Les Européens ont salué dimanche la décision du président du Bélarus Alexandre Loukachenko de libérer six opposants à moins de deux mois de l'élection présidentielle, y voyant un premier pas vers une possible détente des relations avec un régime jugé jusqu'alors infréquentable.
La grâce, annoncée samedi soir en invoquant des "principes d'humanité" et aussitôt appliquée, vise notamment Mikola Statkevitch, emprisonné peu après la présidentielle de 2010, où il avait recueilli 1% des voix contre près de 80% des voix pour l'homme fort de cette ex-république soviétique.
Accueilli samedi soir à Minsk aux cris de "héros" par environ 200 personnes, l'ancien leader du parti social-démocrate bélarusse a indiqué qu'il allait rencontrer les autres représentants de l'opposition pour réfléchir à une stratégie commune. Manifestement heureux de retrouver la liberté, il a cependant accusé le pouvoir de chercher à donner une légitimité aux élections à venir, auxquelles il ne peut plus se présenter car le délai est passé.
M. Loukachenko, au pouvoir depuis 1994, brigue un cinquième mandat mais l'équation s'est compliquée ces derniers mois pour ce chef d'Etat considéré par de nombreux observateurs et défenseurs des droits de l'Homme comme un dirigeant autoritaire et peu respectueux des libertés.
Concernant son allié traditionnel russe, dont il reste très dépendant économiquement, les relations se sont compliquées à cause de la crise ukrainienne, Minsk s'attachant à conserver une position neutre.
S'il reste isolé des Occidentaux, visé par des sanctions de l'Union européenne, il a retrouvé un semblant de respectabilité en accueillant les pourparlers de paix de février dernier entre les présidents ukrainien Petro Porochenko, russe Vladimir Poutine et français François Hollande, avec la chancelière allemande Angela Merkel.
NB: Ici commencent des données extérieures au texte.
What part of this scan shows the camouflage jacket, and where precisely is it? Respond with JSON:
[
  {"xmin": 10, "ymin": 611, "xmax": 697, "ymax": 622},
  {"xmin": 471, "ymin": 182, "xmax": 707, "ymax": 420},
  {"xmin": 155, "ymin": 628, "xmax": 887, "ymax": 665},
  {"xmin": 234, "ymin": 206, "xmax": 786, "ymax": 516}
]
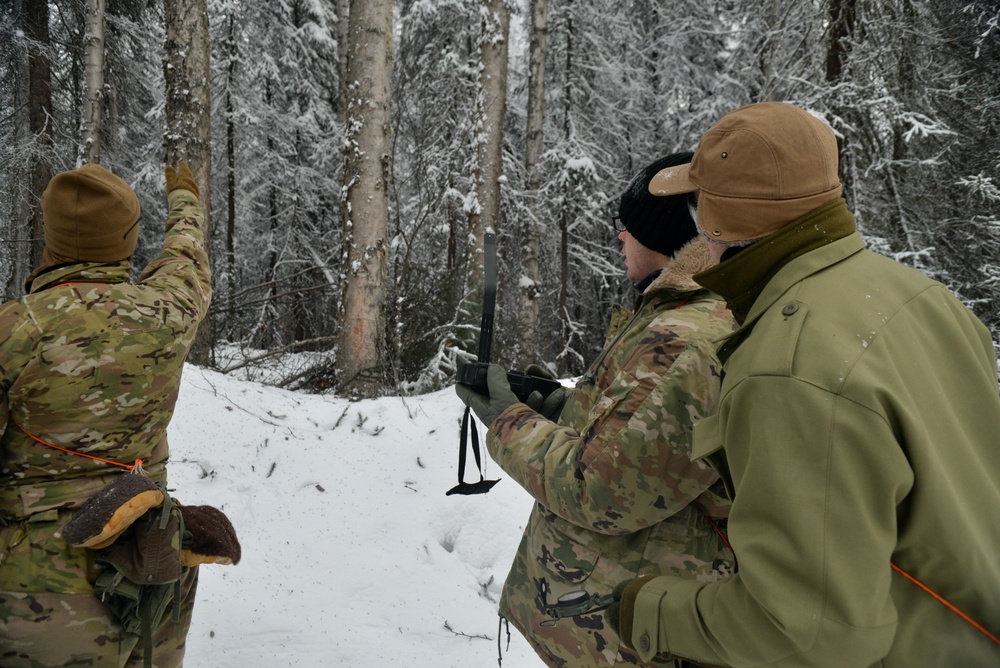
[
  {"xmin": 487, "ymin": 239, "xmax": 733, "ymax": 668},
  {"xmin": 0, "ymin": 190, "xmax": 211, "ymax": 523}
]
Cette négociation marathon de février dernier a abouti sur les accords de Minsk 2, à l'origine d'un relatif apaisement des combats dans l'Est de l'Ukraine.
L'UE s'est aussitôt félicitée, dans un communiqué, de ces libérations constituant "un progrès important dans les efforts allant dans le sens de l'amélioration des relations entre l'UE et le Bélarus".
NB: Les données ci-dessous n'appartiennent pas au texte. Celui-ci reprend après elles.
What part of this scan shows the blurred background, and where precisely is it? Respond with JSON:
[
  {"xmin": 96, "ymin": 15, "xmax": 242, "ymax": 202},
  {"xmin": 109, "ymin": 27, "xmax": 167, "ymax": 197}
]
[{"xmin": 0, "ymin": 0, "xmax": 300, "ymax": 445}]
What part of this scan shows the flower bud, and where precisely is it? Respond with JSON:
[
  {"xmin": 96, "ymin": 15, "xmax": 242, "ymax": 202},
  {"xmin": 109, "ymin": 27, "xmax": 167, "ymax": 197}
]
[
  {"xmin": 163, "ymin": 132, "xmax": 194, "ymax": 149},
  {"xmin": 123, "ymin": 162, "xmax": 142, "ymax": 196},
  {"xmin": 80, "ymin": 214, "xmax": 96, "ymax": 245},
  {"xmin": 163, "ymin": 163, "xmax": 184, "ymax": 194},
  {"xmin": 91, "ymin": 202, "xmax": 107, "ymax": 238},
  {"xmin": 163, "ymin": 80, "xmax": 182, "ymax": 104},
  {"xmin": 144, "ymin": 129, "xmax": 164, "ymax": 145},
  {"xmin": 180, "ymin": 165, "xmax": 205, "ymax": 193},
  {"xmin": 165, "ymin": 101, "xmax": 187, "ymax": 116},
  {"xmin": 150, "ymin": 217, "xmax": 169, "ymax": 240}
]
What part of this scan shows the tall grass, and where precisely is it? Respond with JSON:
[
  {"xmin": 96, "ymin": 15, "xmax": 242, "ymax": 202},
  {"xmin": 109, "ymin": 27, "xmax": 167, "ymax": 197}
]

Berlin a même assuré vouloir lancer des consultations avec ses partenaires européens pour réfléchir à "un rapprochement plus poussé entre le Belarus et l?Union européenne" qui serait "dans l'intérêt des deux côtés", selon une déclaration du ministère allemand des Affaires étrangères.
"Les élections présidentielles seront essentielles pour réévaluer la situation", a estimé sur Twitter le président du Parlement européen Martin Schulz, rappelant que M. Statkevitch "n'aurait jamais dû être emprisonné".
- Besoin d'aide financière -
Agé de 58 ans, Mikola Statkevitch était le dernier responsable de l'opposition encore emprisonné depuis la répression des manifestations qui avaient suivi la réélection de M. Loukachenko. Il purgeait une peine de six ans de prison pour "troubles massifs", passée presque entièrement à l'isolement.
Le deuxième opposant, Mikola Roubtsev, avait été arrêté alors qu'il portait un t-shirt demandant le départ de M. Loukachenko. Les quatre autres hommes libérés étaient accusés d'appartenir à un groupe d'anarchistes ayant lancé un cocktail Molotov contre des locaux du KGB, l'héritier des services de renseignement soviétiques.
"L'+humanité+ (invoqué par la présidence) est liée à la volonté d'améliorer les relations avec les Occidentaux après les élections", a estimé le politologue bélarusse Alexandre Klaskovski. Pour cet expert, M. Loukachenko veut d'une part "se protéger de l'expansionnisme russe" et obtenir d'autre part une aide financière du Fonds monétaire international.
Le FMI a déjà débloqué en 2009 un plan de sauvetage de l'économie bélarusse, très fermée et planifiée, et refuse désormais tout nouveau crédit faute de réformes structurelles. M. Loukachenko a pour l'heure rejeté ces conditions, accusant l'organisation de servir les intérêts de Washington, mais la situation s'est dégradée ces derniers mois.
La monnaie a chuté et l'économie est plongée en récession, subissant les conséquences de la crise frappant la Russie, et Moscou ne semble décidé à aider Minsk qu'avec parcimonie.
"Loukachenko voit bien la crise économique et la folie politique de la Russie et veut donc améliorer ses relations avec les Occidentaux", a déclaré à l'AFP un reponsable de l'opposition bélarusse, Alexeï Ianoukevitch. "Ce dialogue est impossible sans libérer les prisonniers politiques", a commenté l'opposant.